From my point of view, while the evidence is clear, there's a problem with trying to gain support from people who don't already subscribe to this view.  We definitely need to keep pushing the research, but also, try to tap into the emotional argument in a way so people can understand why the facts matter.  Bottom line, when it comes down to Facts vs. Fear Related To Your Kids, most people will choose the fear option 'just to be on the safe side'.

[...]

We need to start thinking about how to make the truth appealing, not inaccessible.  We need to tap into cultural values as much as we already rely on intellectual honesty.  Let's start the discussion."
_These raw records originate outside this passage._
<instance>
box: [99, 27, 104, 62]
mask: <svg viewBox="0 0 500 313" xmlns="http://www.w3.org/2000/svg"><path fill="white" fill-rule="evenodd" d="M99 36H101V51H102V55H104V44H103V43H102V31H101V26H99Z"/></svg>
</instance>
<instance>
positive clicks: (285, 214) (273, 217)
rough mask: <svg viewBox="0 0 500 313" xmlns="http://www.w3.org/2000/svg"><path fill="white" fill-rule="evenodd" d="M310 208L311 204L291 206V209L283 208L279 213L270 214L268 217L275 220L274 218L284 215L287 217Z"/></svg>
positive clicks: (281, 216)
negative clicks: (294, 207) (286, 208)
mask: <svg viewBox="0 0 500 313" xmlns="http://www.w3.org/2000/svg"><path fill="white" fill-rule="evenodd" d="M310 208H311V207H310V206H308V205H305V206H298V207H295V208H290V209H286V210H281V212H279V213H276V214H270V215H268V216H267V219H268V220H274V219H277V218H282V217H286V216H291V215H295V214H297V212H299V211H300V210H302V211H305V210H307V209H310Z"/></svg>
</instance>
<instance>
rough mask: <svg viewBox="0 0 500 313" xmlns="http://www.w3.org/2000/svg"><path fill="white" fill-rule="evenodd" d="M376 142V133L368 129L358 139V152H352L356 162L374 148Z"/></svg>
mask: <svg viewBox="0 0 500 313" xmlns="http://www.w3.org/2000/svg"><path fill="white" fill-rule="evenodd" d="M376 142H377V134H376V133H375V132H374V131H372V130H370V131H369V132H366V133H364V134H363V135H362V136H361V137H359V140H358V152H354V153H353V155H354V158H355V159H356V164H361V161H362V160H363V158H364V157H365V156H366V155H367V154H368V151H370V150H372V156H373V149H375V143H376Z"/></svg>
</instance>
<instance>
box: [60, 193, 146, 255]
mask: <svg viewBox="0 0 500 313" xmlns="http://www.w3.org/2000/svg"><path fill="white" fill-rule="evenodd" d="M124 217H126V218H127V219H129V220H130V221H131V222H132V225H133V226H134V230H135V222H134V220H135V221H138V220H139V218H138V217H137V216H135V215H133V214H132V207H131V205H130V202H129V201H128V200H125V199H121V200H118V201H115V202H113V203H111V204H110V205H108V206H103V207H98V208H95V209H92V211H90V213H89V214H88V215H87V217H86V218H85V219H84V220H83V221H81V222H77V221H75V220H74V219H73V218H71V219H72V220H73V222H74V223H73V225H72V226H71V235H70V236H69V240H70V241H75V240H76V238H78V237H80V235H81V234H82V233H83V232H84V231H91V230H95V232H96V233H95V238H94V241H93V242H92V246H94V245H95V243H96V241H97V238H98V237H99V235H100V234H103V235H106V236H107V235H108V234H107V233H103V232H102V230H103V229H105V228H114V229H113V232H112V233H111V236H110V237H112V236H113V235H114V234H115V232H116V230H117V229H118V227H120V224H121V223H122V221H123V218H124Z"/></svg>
-- Brooke Magnanti (aka Belle de Jour), in The Irrationality of the Anti-Sex Lobby on freedominapuritanage.co.uk

For me, as a sex worker, this sort of thing ties into my pleas for more of us to be out.  Knowing sex workers, just like knowing queer people, does a lot to chip away at people's prejudices, and ultimately, the laws and politicians put into place by the public.  It's harder to legislate against and disregard the safety of sex workers if your brother or daughter or mom is a sex worker.